Marjorie suspiró, fue al balcón y lo abrió. Estuvo un rato mirando al jardín y luego se volvió.

—Mamá —dijo—, ¿cuándo me podré casar?

—¿Cuando? —repitió mistress Stedman—. No se el tiempo que tardará la modista en preparar…

—No estoy hablando de modistas —respondió, sin alterarse, Marjorie—. Me refiero a la boda. ¿Con cuánto tiempo de anticipación hay que avisar para que la ceremonia se celebre?

—Pues si sacas una licencia especial…, aunque a mí no me gustan esos casamientos apresurados…, se podrá hacer en un día o dos.

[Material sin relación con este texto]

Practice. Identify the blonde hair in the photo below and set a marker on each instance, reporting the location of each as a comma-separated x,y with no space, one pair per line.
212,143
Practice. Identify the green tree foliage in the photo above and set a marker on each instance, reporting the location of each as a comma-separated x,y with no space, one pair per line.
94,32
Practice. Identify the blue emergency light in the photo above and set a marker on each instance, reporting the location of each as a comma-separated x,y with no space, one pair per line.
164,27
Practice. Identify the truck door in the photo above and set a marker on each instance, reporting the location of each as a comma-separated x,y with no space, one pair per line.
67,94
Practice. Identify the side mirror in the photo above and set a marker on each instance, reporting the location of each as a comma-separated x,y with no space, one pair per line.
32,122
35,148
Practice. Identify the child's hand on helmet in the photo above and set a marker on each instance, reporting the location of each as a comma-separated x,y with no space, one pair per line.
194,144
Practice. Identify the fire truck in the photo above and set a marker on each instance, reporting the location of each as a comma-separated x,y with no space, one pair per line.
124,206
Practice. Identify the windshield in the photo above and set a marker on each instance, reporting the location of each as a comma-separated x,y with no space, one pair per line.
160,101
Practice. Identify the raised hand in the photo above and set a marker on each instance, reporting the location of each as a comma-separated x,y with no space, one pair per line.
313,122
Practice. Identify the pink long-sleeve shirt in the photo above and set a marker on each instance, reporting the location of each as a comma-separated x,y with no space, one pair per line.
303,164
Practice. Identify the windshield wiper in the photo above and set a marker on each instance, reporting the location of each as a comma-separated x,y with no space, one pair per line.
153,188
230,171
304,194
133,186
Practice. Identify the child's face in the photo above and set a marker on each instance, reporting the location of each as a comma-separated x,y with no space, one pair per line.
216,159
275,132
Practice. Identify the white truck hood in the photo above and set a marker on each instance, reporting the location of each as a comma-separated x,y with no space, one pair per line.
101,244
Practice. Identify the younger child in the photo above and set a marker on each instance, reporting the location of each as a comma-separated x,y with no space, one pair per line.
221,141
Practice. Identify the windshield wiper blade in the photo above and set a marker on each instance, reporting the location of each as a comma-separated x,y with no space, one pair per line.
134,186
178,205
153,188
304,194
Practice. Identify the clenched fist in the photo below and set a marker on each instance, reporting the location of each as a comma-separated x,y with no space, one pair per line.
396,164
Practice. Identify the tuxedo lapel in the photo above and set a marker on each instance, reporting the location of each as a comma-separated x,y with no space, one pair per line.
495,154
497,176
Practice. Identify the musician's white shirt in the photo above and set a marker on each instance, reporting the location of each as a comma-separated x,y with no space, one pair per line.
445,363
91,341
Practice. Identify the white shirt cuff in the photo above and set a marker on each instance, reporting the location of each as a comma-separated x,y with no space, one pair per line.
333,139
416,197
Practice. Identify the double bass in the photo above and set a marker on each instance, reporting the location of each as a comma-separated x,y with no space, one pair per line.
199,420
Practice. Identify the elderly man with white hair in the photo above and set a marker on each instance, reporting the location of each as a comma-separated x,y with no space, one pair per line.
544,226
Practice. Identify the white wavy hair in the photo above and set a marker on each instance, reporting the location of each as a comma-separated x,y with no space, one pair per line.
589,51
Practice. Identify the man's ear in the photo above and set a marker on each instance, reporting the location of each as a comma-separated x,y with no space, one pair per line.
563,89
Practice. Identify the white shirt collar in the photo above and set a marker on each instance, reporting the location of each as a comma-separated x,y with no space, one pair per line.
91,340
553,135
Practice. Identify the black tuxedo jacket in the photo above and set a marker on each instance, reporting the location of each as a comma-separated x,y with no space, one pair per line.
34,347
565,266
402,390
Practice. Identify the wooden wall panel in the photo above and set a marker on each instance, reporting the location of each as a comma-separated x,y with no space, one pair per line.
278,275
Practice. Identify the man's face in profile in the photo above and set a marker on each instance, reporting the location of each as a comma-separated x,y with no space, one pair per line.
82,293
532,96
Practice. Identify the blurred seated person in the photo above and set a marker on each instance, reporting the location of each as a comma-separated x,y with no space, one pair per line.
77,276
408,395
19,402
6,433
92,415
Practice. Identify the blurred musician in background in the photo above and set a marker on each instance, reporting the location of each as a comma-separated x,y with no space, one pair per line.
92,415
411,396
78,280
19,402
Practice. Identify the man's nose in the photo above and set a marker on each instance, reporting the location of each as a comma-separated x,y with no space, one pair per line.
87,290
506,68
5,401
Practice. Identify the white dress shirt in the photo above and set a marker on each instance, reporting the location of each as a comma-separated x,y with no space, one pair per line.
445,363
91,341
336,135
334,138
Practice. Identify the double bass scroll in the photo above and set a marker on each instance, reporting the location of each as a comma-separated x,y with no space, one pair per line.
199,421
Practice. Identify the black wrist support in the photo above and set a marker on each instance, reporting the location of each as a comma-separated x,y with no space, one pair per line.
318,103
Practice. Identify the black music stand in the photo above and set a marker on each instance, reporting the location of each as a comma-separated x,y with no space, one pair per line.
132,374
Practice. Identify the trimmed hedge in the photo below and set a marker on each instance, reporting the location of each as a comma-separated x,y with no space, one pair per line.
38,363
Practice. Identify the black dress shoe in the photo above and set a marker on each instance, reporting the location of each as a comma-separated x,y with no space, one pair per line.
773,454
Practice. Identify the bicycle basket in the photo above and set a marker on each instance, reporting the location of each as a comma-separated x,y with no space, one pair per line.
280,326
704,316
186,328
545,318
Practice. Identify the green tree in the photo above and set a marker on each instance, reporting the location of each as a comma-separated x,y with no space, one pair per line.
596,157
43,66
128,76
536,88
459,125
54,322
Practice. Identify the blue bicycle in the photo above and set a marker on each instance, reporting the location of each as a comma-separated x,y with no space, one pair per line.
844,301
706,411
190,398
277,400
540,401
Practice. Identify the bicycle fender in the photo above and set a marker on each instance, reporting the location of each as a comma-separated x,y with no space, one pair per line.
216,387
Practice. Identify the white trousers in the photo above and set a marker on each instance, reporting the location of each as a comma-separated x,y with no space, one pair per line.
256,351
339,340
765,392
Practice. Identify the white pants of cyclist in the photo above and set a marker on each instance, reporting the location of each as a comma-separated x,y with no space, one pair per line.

—¡Casamientos apresurados! —repitió Marjorie, irónicamente—. Sí, quiero que sea cuanto antes. Me gustaría que llamaras a míster Curtís para que arreglara lo de la licencia —dijo, aludiendo al abogado del pueblo.

Su madre pareció algo turbada.

—No deberás también dinero a míster Curtís, ¿verdad? —se apresuró a preguntar la joven.

—El caso es… —titubeó la madre —que él tiene lo de los intereses de la hipoteca. Creí que te había dicho que la casa estaba hipotecada.

—No los habrás pagado, supongo —dijo Marjorie, moviendo la cabeza.

—Claro que lo puedo arreglar —repuso la otra dignamente—. Hablaré a míster Curtis y le diré lo que quieres.

Fue al escritorio y cogió una hoja de papel.

—Marjorie Stedman —dijo, mientras escribía—, hija de Maud Stedman y de John Francisco Stedman —escribió algo más y luego se volvió—. ¿Como se llama tu novio, querida? —dijo con toda naturalidad, como si se tratara del casamiento más extraordinario que se había acordado jamás.

—¿El nombre de mi novio? —dijo Marjorie—. Pues… ¡no lo sé!